In 1951, Abdul Munim joined the Dhaka High Court Bar. He finished his LLM and Ph.D. degrees from the University of London in 1960.

==Career==
In 1964, Abdul Munim started his practice as an advocate of the Supreme Court of Pakistan. He was a member of both the provincial East Pakistan Bar Council and the national Pakistan Bar Council. In 1970, he was made the Advocate General of East Pakistan.

In 1970, he became a judge of the Dhaka High Court. After the independence of Bangladesh, he then became a judge in the high court of Bangladesh. He worked on the drafting of the constitution of Bangladesh.

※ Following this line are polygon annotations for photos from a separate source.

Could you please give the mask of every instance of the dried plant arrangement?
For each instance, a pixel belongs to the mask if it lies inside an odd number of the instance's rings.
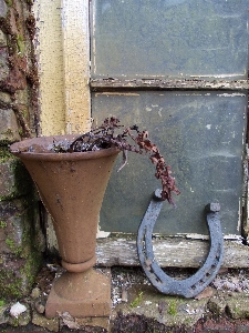
[[[128,138],[134,144],[128,143]],[[52,151],[58,153],[87,152],[116,147],[123,152],[123,164],[127,162],[127,152],[147,154],[156,168],[155,176],[162,182],[162,200],[167,200],[175,206],[172,193],[179,194],[176,188],[175,178],[172,176],[170,167],[166,164],[157,145],[152,143],[147,131],[139,131],[137,125],[124,129],[120,120],[115,117],[106,118],[100,127],[92,128],[91,131],[77,137],[72,142],[63,141],[53,143]]]

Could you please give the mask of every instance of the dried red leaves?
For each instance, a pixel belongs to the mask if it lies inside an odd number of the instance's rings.
[[[115,145],[123,151],[123,164],[120,170],[126,164],[127,151],[139,154],[146,153],[149,155],[152,163],[156,167],[155,176],[162,182],[162,199],[167,200],[170,204],[175,205],[172,193],[179,194],[180,192],[176,188],[175,178],[172,176],[170,167],[166,164],[157,145],[151,142],[148,132],[139,131],[137,125],[133,125],[116,134],[115,131],[121,128],[123,128],[123,125],[120,124],[117,118],[106,118],[100,127],[76,138],[69,147],[62,148],[61,145],[54,145],[54,150],[58,152],[82,152]],[[129,137],[137,147],[129,144],[127,142],[127,137]]]

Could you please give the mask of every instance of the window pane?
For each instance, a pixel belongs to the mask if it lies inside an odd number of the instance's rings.
[[[93,0],[92,78],[247,79],[248,0]]]
[[[116,115],[122,123],[136,123],[149,131],[172,165],[181,194],[177,209],[164,203],[155,232],[207,233],[204,208],[220,202],[225,234],[240,233],[242,157],[247,97],[230,92],[105,92],[93,93],[97,123]],[[160,188],[154,165],[146,157],[122,154],[111,176],[101,212],[101,228],[136,232],[153,191]]]

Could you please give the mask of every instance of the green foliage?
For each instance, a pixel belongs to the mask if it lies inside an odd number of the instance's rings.
[[[176,301],[175,300],[172,300],[168,304],[168,314],[170,314],[170,315],[176,315],[177,314]]]
[[[144,294],[143,292],[138,293],[137,297],[133,302],[131,302],[131,304],[129,304],[131,307],[137,307],[141,304],[143,294]]]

In 1976, Abdul Munim was made a judge in the Supreme Court of Bangladesh. He was made the Chief Justice of Bangladesh in 1982 and retired from his post in November 1989. On 6 August 1996, he was made the chairman of the Bangladesh Law Commission. He resigned from the commission on 31 December 1997, citing health reasons.

== Personal life ==
Abdul Munim's spouse was Syeda Nurunnahar. They had five sons and one daughter, who died in childhood.